Czytaj także: Tajemnica planetoidy Oumuamua wyjaśniona. Dlaczego tak dziwnie się zachowywała?
Warto tutaj jednak podkreślić, że nie oznacza to, że wkrótce znajdziemy znajdować kolejne obiekty podobne do Oumuamua, przelatujące w pobliżu Słońca czy Ziemi. Szansa na spotkanie takich „odłamków” z Alfa Centauri w naszym otoczeniu jest wciąż ekstremalnie niska. Naukowcy szacują, że szansa na to, że obiekt międzygwiezdny znajdzie się w odległości dziesięciu jednostek astronomicznych od Słońca, wynosi tylko jedną na milion, a pamiętajmy, że aby doszło do wykrycia takiego obiektu, musi on wypadać w górnej granicy rozmiarów, tj. musiałby mieć kilkadziesiąt, kilkaset metrów średnicy. Jakby nie patrzeć, cząstek o rozmiarach ziarna pyłu kosmicznego nie zauważylibyśmy, nawet gdyby uderzyły bezpośrednio w Ziemię.
Nie zmienia to jednak faktu, że w liczbach bezwzględnych obiektów tego typu może być naprawdę sporo. Naukowcy szacują, że w Układzie Słonecznym — w najszerszym tego określenia znaczeniu, tj. w sferze wykreślanej przez Obłok Oorta — może znajdować się ponad milion obiektów o średnicy większej niż 100 metrów, pochodzących z układu Alfa Centauri. Zważając jednak na to, że Obłok Oorta rozciąga się na odległość nawet roku świetlnego od Słońca, to dostrzeżenie tych obiektów znajduje się daleko poza możliwościami instrumentów obserwacyjnych.
Statystyka wskazuje jednak, że około dziesięciu obiektów z Alfa Centauri (w tym także tych mikroskopijnych) może docierać do atmosfery Ziemi. Istnieje zatem niezerowa szansa, że uda się kiedyś odkryć meteoryt, który okaże się pochodzić z jednej z egzoplanet układu Alfa Centauri. W ten sposób uzyskalibyśmy wgląd w budowę światów oddalonych o całe lata świetlne, do których dotarcie współczesnym sondom kosmicznym zajęłoby kilkadziesiąt tysięcy lat.
Czytaj także: Oumuamua. Już wiemy, skąd może pochodzić “kosmiczna osobliwość”, która nas odwiedziła w 2017 roku
Alfa Centauri obecnie zbliża się do Układu Słonecznego.
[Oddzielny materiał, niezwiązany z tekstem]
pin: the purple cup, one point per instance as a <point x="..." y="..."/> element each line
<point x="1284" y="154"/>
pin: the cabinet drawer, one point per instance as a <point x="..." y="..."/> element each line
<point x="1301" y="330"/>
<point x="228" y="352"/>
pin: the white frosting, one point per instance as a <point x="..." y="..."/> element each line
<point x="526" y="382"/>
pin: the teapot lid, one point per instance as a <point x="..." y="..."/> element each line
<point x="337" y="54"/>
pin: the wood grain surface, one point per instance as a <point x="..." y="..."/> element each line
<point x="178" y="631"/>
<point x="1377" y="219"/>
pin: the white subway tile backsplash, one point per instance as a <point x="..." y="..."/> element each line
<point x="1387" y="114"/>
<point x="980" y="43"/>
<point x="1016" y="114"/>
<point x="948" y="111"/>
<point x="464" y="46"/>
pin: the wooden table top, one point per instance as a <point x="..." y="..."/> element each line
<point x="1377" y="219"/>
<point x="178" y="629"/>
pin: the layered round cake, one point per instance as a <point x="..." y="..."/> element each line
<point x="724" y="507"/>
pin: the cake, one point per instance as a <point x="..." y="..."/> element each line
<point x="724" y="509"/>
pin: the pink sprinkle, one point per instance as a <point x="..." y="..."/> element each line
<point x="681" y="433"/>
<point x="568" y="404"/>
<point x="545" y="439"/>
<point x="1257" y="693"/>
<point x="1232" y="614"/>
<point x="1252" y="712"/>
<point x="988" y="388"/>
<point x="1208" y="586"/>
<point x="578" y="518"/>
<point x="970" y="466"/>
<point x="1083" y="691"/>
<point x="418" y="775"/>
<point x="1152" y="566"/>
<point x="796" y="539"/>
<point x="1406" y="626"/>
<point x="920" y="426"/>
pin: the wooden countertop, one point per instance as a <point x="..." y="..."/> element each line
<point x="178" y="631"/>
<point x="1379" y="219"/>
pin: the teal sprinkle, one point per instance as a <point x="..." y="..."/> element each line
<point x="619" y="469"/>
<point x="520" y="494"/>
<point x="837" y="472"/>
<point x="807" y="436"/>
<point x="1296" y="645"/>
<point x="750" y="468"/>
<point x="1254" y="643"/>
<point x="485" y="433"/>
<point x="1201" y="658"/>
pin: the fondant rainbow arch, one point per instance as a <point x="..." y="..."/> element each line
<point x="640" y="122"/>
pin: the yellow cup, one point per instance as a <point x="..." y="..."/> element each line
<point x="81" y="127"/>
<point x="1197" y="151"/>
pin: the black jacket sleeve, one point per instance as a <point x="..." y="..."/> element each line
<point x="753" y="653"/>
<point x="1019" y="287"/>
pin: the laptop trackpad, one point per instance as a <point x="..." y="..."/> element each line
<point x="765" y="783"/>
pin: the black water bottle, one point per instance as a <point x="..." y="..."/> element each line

Za około 28 000 lat osiągnie najbliższy punkt, nieco ponad trzy lata świetlne od nas. Teoretycznie wtedy w kierunku Słońca powinno docierać jeszcze więcej materii z tego układu trzech gwiazd i ich planet.
Tak czy inaczej, powyższe badania pokazują jednak wyraźnie, że izolacja Układu Słonecznego w przestrzeni międzygwiezdnej jest tylko pozorna. Fakt, że my nie jesteśmy w stanie dotrzeć do najbliższych gwiazd, nie oznacza, że materia z ich otoczenia samoistnie nie jest w stanie dotrzeć w otoczenie Słońca. Zrozumienie mechanizmów takiego międzygwiezdnego transportu może nam umożliwić nowe sposoby badania innych układów planetarnych.